Professor Len Harrison and scientists from the Walter and Eliza Hall Institute provide the first evidence directly linking insulin to the development of type 1 diabetes.
Type 1 diabetes occurs when the immune system – and T cells in particular – attacks and destroys beta cells in the pancreas that produce the hormone insulin. Without insulin, the level of the sugar glucose in the blood cannot be controlled.
Almost all people with type 1 diabetes rely on insulin injections for their entire lives and, even with the best care, are at risk of complications such as kidney, eye, nerve and blood vessel damage, heart disease and stroke. Insulin was discovered in the early 20th century as an effective treatment for diabetes, by replacing the insulin that beta cells were no longer able to make.
However while insulin loss is the end of the story, it is also the beginning. In 1997, Harrison, Professor Andrew Lew and visiting scientist Michelle French provide the first direct evidence that insulin itself is an immune target that drives the development of type 1 diabetes. They show this in an animal model genetically predisposed to develop type 1 diabetes.
“The thymus is where T cells first ‘learn’ tolerance to the body’s own molecules,” Harrison says.

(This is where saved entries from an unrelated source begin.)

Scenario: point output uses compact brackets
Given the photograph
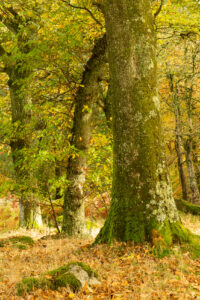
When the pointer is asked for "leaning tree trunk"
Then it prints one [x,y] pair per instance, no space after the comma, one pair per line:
[73,210]
[29,214]
[142,203]
[191,172]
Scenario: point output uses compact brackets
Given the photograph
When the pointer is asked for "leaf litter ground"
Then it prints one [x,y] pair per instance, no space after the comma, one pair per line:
[127,271]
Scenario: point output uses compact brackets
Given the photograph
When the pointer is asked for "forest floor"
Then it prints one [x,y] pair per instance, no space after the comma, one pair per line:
[126,271]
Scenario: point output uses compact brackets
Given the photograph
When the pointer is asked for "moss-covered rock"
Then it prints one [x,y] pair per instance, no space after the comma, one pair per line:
[21,242]
[31,283]
[74,275]
[68,279]
[27,240]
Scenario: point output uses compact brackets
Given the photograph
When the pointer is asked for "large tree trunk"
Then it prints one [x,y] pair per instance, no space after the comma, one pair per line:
[142,200]
[73,210]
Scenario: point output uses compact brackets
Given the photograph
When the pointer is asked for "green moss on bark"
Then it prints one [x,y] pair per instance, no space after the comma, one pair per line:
[187,207]
[60,277]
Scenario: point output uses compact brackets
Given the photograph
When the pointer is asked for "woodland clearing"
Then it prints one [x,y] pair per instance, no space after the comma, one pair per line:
[126,271]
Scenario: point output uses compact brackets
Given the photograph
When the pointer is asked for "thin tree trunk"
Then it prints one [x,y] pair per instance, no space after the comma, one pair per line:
[88,92]
[178,138]
[30,213]
[191,173]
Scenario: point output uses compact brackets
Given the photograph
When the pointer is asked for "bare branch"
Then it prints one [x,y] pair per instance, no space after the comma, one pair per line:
[86,9]
[159,9]
[2,50]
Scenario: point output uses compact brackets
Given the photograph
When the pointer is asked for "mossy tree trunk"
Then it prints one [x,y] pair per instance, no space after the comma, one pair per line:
[87,94]
[19,72]
[142,199]
[178,136]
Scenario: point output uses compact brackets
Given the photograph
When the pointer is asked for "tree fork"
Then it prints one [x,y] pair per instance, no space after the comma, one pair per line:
[87,94]
[142,199]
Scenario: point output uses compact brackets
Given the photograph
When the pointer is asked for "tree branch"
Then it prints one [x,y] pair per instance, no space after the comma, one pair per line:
[12,19]
[159,9]
[86,9]
[2,50]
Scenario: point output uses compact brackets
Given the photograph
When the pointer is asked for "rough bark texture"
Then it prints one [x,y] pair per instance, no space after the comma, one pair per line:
[178,140]
[187,207]
[88,92]
[191,172]
[142,199]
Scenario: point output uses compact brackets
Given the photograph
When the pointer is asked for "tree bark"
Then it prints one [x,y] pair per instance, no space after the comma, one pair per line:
[142,199]
[30,213]
[88,92]
[19,72]
[178,138]
[191,173]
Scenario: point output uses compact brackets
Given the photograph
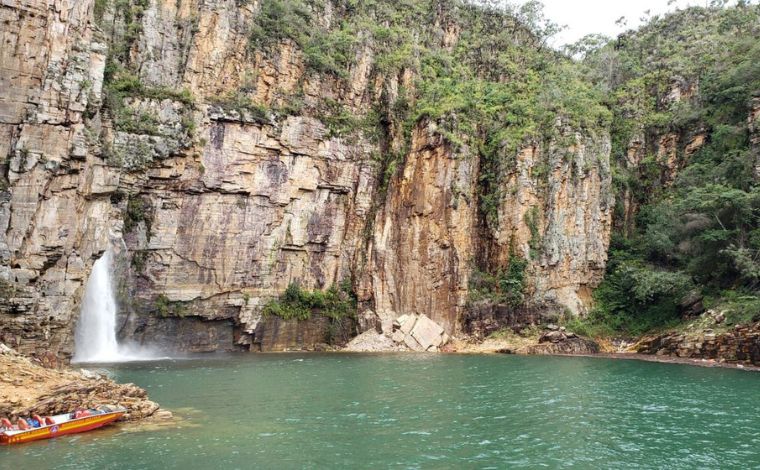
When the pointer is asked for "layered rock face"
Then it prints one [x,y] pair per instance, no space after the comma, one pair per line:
[53,211]
[742,344]
[217,206]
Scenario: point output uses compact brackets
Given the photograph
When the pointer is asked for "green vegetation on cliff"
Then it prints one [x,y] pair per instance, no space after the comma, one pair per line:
[688,203]
[494,89]
[297,303]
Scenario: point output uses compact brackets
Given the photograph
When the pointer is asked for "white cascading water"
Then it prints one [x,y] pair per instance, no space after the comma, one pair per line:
[95,339]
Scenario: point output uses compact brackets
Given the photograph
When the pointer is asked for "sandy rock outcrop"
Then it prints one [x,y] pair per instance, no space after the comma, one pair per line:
[740,344]
[219,180]
[28,388]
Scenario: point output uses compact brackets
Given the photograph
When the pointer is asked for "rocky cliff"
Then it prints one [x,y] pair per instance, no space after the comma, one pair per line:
[223,164]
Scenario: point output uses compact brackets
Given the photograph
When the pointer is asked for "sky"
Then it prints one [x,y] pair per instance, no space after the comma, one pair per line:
[584,17]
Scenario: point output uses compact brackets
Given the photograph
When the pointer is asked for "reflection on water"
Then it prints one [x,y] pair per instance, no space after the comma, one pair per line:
[423,411]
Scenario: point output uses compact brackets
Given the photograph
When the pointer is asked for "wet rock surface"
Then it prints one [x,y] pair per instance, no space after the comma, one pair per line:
[318,333]
[556,340]
[26,388]
[220,209]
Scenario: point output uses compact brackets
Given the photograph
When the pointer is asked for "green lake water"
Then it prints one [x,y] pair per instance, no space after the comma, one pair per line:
[423,411]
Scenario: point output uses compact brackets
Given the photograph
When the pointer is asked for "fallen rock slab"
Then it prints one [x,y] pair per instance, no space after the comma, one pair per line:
[372,341]
[419,333]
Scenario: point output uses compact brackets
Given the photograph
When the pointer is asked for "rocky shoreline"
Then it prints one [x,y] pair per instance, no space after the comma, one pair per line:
[26,388]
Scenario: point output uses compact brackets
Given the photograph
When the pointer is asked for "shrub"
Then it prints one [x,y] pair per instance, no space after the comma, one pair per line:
[296,303]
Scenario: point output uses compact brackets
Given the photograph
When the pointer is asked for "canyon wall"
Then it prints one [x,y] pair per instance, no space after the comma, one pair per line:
[217,191]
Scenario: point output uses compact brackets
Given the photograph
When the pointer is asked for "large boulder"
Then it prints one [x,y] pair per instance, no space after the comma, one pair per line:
[419,333]
[372,341]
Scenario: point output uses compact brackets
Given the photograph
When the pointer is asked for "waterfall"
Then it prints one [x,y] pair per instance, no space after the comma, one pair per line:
[95,339]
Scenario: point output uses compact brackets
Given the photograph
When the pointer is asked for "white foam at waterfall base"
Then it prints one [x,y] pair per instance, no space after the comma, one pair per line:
[95,339]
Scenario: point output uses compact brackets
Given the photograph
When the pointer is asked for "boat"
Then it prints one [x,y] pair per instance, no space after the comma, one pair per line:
[60,425]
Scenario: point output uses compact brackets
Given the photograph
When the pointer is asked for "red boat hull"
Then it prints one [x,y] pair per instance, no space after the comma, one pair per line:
[73,426]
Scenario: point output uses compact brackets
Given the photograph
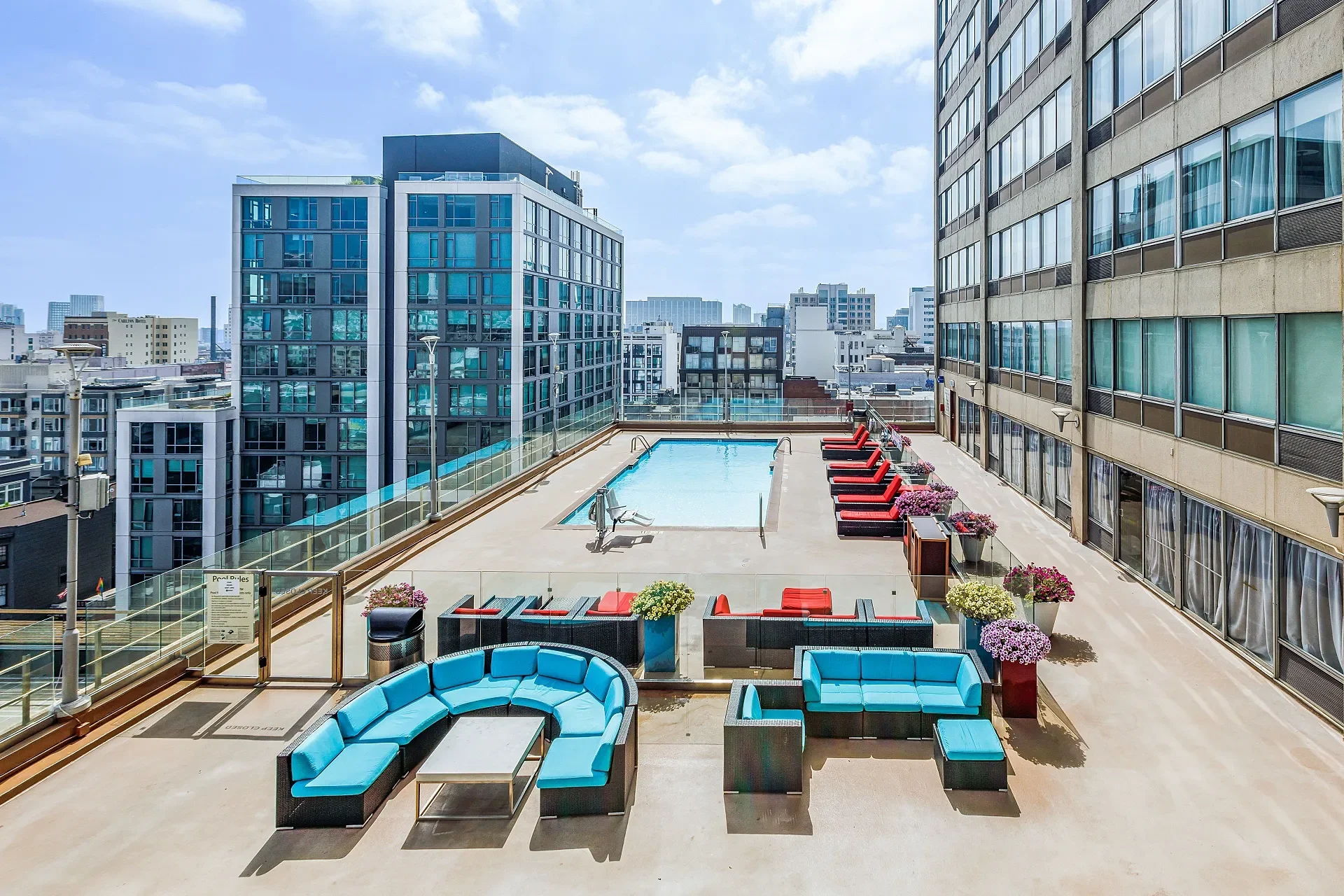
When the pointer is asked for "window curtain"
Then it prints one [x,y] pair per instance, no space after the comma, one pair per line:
[1250,587]
[1160,536]
[1203,574]
[1312,603]
[1250,167]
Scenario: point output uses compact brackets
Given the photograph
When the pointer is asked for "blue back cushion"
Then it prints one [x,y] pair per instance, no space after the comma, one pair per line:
[968,682]
[362,713]
[752,704]
[888,665]
[566,666]
[512,663]
[316,752]
[811,679]
[458,671]
[407,687]
[598,679]
[836,665]
[615,703]
[937,666]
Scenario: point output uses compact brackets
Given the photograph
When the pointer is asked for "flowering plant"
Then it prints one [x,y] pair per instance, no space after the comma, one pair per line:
[403,594]
[977,526]
[1044,584]
[1014,641]
[924,501]
[980,601]
[660,599]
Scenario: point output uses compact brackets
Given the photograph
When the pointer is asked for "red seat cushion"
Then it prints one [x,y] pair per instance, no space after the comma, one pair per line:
[812,599]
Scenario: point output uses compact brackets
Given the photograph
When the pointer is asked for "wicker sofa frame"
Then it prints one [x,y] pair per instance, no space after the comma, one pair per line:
[764,755]
[890,724]
[355,811]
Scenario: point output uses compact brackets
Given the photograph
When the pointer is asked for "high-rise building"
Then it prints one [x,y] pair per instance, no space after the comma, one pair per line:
[924,301]
[1139,298]
[464,237]
[679,311]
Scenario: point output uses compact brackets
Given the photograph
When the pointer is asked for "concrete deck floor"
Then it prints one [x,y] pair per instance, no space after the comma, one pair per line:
[1161,764]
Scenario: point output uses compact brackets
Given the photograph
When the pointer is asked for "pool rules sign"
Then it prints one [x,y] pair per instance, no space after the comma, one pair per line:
[229,608]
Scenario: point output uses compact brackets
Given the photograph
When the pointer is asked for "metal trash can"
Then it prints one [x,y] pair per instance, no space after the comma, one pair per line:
[396,640]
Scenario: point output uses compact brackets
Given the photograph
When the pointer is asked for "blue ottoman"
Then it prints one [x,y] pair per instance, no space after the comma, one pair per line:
[969,755]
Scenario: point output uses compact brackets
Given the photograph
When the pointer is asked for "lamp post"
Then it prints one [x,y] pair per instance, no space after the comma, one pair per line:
[555,394]
[71,701]
[432,344]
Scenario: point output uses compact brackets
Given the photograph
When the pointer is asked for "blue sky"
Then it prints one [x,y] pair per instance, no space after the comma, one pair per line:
[746,147]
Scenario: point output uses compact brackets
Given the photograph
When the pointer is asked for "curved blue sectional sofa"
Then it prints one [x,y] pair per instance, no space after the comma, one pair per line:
[346,764]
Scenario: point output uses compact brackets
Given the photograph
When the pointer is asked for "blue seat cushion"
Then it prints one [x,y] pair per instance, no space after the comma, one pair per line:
[969,739]
[581,715]
[580,762]
[558,664]
[890,696]
[512,663]
[792,715]
[937,666]
[841,665]
[407,687]
[752,703]
[351,773]
[360,713]
[540,692]
[402,726]
[888,665]
[316,751]
[600,678]
[944,699]
[479,695]
[839,696]
[452,672]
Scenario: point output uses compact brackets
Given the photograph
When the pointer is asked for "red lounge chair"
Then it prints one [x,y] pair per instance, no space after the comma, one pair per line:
[848,466]
[894,488]
[613,603]
[809,599]
[859,435]
[878,476]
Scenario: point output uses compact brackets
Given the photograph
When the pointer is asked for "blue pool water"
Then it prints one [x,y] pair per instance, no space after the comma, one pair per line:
[707,484]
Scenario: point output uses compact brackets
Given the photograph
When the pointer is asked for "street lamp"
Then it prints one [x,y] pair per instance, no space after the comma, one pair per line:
[555,394]
[432,344]
[71,701]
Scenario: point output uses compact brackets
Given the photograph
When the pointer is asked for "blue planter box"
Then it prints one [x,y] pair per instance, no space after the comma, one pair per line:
[660,643]
[971,640]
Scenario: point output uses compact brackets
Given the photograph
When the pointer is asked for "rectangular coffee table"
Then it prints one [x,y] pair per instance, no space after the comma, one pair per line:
[482,750]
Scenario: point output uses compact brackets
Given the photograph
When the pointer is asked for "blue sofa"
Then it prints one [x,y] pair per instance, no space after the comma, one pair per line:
[340,770]
[882,692]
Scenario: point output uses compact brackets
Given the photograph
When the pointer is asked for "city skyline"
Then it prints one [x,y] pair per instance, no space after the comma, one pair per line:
[698,155]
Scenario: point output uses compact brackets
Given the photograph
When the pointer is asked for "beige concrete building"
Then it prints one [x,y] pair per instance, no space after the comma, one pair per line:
[1140,296]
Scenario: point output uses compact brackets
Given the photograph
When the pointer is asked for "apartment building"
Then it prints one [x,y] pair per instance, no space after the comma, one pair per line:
[1139,296]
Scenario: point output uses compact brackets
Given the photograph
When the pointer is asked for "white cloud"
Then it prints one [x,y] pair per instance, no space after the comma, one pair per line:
[844,36]
[426,97]
[441,29]
[907,169]
[701,120]
[207,14]
[556,125]
[783,216]
[238,96]
[834,169]
[670,162]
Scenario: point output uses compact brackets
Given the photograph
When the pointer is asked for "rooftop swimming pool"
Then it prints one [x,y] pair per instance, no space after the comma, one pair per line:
[701,484]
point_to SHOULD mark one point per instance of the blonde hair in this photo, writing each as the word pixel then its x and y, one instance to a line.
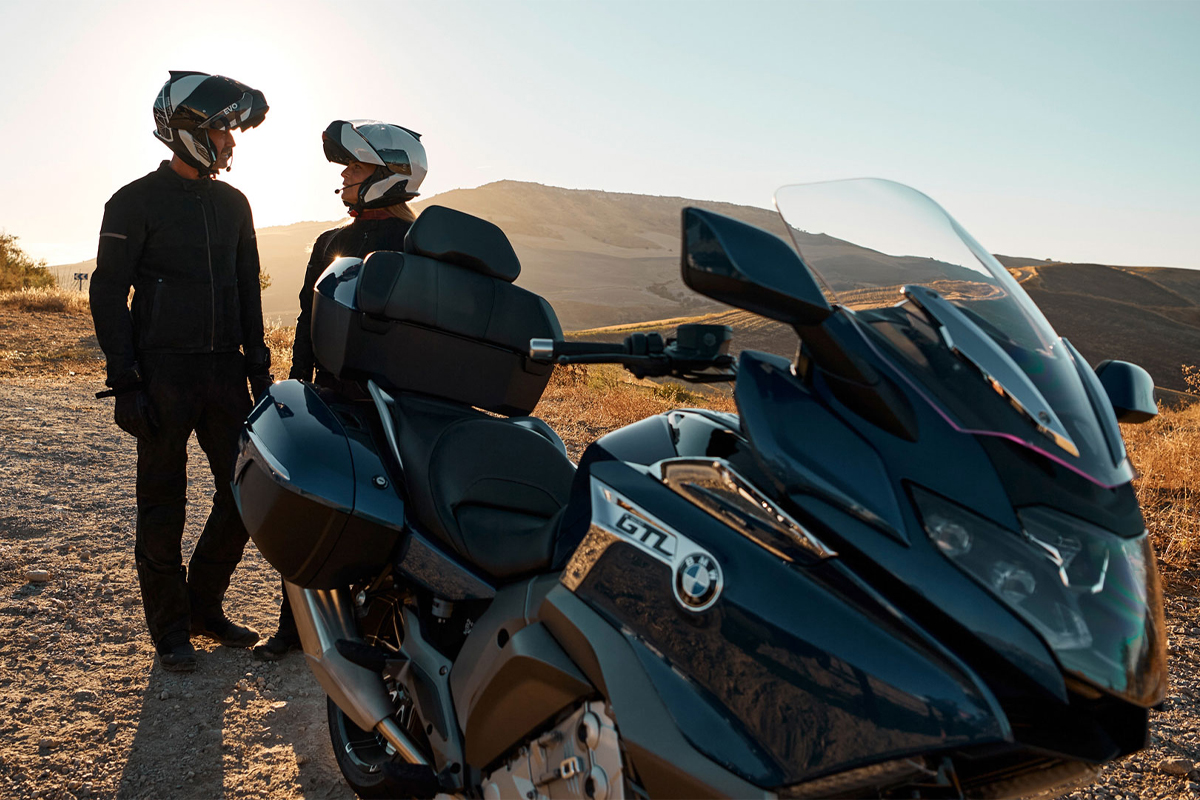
pixel 401 211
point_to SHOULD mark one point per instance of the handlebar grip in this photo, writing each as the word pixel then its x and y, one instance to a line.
pixel 551 349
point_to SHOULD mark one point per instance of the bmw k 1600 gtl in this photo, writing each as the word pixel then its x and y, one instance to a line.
pixel 911 565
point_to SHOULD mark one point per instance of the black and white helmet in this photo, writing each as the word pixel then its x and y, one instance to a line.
pixel 192 103
pixel 396 152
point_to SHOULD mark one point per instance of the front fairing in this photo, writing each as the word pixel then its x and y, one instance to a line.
pixel 976 445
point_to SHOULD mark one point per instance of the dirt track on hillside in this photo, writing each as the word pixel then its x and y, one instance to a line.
pixel 87 713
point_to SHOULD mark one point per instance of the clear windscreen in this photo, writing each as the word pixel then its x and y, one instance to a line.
pixel 867 239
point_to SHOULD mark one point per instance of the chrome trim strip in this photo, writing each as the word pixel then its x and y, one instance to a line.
pixel 973 346
pixel 383 405
pixel 754 503
pixel 541 349
pixel 615 518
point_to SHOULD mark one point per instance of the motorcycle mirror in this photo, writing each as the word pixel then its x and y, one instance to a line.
pixel 1131 390
pixel 745 266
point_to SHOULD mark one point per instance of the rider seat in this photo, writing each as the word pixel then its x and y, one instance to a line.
pixel 489 488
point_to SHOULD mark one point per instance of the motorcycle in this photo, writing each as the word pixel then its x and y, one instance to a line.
pixel 912 564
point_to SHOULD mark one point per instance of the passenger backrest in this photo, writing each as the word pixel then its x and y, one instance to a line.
pixel 444 319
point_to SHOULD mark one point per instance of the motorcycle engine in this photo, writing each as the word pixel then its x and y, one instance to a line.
pixel 580 757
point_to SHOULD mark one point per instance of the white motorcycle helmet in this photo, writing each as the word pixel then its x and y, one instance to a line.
pixel 192 103
pixel 396 152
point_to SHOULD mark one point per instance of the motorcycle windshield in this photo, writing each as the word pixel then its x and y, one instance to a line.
pixel 957 324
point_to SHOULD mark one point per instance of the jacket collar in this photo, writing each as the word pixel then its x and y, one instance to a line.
pixel 177 180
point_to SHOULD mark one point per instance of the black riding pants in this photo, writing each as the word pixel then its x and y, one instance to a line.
pixel 204 392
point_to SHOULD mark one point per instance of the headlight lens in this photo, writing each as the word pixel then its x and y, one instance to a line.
pixel 1092 595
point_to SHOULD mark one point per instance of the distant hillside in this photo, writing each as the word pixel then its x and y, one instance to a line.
pixel 609 258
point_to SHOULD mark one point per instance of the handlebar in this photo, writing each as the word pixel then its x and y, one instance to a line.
pixel 693 350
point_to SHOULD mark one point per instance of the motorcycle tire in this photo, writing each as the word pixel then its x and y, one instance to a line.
pixel 367 767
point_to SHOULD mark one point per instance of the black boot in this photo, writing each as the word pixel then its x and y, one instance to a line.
pixel 175 653
pixel 225 631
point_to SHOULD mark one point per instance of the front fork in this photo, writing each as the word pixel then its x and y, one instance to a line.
pixel 323 617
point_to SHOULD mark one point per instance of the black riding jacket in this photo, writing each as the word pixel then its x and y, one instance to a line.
pixel 187 248
pixel 355 240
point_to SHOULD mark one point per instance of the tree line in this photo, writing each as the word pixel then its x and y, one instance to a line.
pixel 18 269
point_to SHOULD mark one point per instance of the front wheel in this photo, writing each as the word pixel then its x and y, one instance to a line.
pixel 369 768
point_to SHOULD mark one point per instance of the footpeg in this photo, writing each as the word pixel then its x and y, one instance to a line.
pixel 363 654
pixel 568 769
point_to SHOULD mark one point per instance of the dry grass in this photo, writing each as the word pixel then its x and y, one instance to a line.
pixel 583 403
pixel 1165 452
pixel 279 338
pixel 53 299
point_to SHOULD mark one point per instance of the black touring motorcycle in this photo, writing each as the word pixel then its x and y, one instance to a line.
pixel 912 565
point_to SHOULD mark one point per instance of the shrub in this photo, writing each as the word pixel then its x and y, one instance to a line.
pixel 18 270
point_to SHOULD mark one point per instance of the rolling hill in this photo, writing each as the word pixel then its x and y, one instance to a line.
pixel 606 258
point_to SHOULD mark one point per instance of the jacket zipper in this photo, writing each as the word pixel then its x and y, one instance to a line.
pixel 213 282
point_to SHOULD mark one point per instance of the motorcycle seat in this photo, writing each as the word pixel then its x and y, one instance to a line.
pixel 490 488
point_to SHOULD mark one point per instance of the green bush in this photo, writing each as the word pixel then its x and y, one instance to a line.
pixel 18 270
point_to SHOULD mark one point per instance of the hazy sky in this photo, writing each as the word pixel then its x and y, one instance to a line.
pixel 1049 130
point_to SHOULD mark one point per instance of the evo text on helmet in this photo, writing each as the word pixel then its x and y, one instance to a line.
pixel 193 104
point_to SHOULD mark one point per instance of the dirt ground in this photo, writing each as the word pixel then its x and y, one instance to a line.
pixel 87 713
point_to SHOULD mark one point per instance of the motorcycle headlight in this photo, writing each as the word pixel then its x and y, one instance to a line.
pixel 1092 595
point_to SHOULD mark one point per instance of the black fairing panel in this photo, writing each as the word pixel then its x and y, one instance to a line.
pixel 810 465
pixel 811 672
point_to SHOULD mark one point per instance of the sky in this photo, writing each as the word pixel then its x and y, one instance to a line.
pixel 1049 130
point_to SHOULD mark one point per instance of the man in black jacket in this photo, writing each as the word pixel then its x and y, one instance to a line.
pixel 180 354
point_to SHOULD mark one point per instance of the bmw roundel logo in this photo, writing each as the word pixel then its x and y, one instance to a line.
pixel 699 582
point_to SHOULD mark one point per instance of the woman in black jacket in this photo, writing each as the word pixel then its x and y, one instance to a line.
pixel 384 167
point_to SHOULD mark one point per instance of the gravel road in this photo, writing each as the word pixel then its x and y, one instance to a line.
pixel 87 713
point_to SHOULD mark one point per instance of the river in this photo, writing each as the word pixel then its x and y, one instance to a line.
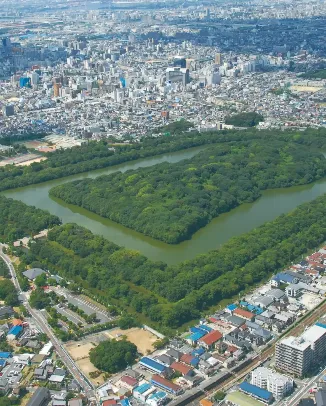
pixel 240 220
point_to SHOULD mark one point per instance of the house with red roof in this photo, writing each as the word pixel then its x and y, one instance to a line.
pixel 244 314
pixel 182 368
pixel 128 382
pixel 211 339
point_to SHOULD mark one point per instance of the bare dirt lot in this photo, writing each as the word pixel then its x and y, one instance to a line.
pixel 309 89
pixel 80 352
pixel 141 338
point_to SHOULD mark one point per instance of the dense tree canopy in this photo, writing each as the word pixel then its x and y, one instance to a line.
pixel 250 119
pixel 18 220
pixel 39 299
pixel 96 155
pixel 172 295
pixel 113 356
pixel 4 271
pixel 317 74
pixel 170 202
pixel 8 292
pixel 169 296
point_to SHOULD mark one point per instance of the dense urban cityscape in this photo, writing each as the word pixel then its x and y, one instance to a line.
pixel 163 203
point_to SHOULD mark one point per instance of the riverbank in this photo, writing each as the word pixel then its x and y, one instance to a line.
pixel 244 218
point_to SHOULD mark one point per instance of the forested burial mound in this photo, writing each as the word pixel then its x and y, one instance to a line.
pixel 169 296
pixel 170 202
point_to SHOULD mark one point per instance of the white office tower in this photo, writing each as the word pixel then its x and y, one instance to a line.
pixel 279 385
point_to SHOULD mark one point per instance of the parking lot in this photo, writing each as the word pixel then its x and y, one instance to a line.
pixel 87 307
pixel 12 372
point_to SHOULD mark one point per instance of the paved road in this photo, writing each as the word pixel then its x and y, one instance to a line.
pixel 305 389
pixel 41 322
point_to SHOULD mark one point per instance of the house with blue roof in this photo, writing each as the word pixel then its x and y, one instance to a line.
pixel 193 338
pixel 125 402
pixel 143 391
pixel 152 365
pixel 157 399
pixel 201 329
pixel 283 277
pixel 230 308
pixel 5 355
pixel 198 352
pixel 256 392
pixel 14 332
pixel 205 328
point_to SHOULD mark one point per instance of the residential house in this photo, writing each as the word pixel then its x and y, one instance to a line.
pixel 32 274
pixel 6 312
pixel 174 353
pixel 244 314
pixel 41 397
pixel 210 340
pixel 41 374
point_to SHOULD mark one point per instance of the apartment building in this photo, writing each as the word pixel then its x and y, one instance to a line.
pixel 297 355
pixel 279 385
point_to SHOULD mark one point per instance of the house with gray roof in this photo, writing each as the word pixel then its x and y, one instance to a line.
pixel 33 273
pixel 41 397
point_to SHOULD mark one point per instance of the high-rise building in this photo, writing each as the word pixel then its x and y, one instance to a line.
pixel 8 110
pixel 279 385
pixel 176 74
pixel 297 355
pixel 180 61
pixel 34 78
pixel 56 89
pixel 218 58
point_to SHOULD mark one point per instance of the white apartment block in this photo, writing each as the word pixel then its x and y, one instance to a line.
pixel 279 385
pixel 297 355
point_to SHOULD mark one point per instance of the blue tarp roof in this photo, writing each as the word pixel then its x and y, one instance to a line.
pixel 284 277
pixel 197 336
pixel 317 324
pixel 205 328
pixel 5 355
pixel 198 351
pixel 198 330
pixel 143 388
pixel 255 390
pixel 15 330
pixel 158 395
pixel 255 309
pixel 152 364
pixel 194 361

“T cells that react to self-antigens, such as insulin present in the thymus, are culled en masse to prevent autoimmune disease, but the process is not perfect and a few T cells get through.
“We wondered if boosting the amount of insulin in the thymus could improve the elimination of insulin-reactive T cells, that potential cause type 1 diabetes,” Harrison says.
The strategy proved very effective.
“In this mouse model, we could stop the development of diabetes virtually one hundred per cent.”
In their paper, the authors “conclude that autoimmunity to proinsulin plays a pivotal role in the development of IDDM.”
Harrison and Peter G Colman from The Royal Melbourne Hospital later find in genetically at-risk babies followed from birth that the first indication of autoimmunity in type 1 diabetes is the presence of antibodies to insulin.
In 2003 Harrison, Steptoe and Ritchie from the institute program future antigen-presenting cells to express insulin in the thymus while T cells develop.
“This causes the self-reactive T cells to self destruct,” Harrison says. “It shows that deleting T cells that recognise and attack insulin can totally prevent development of diabetes.”
In 2005, Nakayama, Eisenbarth and colleagues at the University of Colorado Health Sciences Center, Denver, US, publish a Nature paper that pinpoints the part of the insulin protein that stimulates T cells to cause type 1 diabetes in the mouse.
“The evidence was accumulating that insulin was a key factor in diabetes developing,” Harrison says.
“Though the discovery was not directly translatable to humans, it gave us a good lead to shift our focus to insulin to induce tolerance. By now we had a solid idea of how we could tell if someone was at risk of developing type 1 diabetes. The next step was to turn the process on its head, to make insulin a tool not a target, to stop diabetes developing.”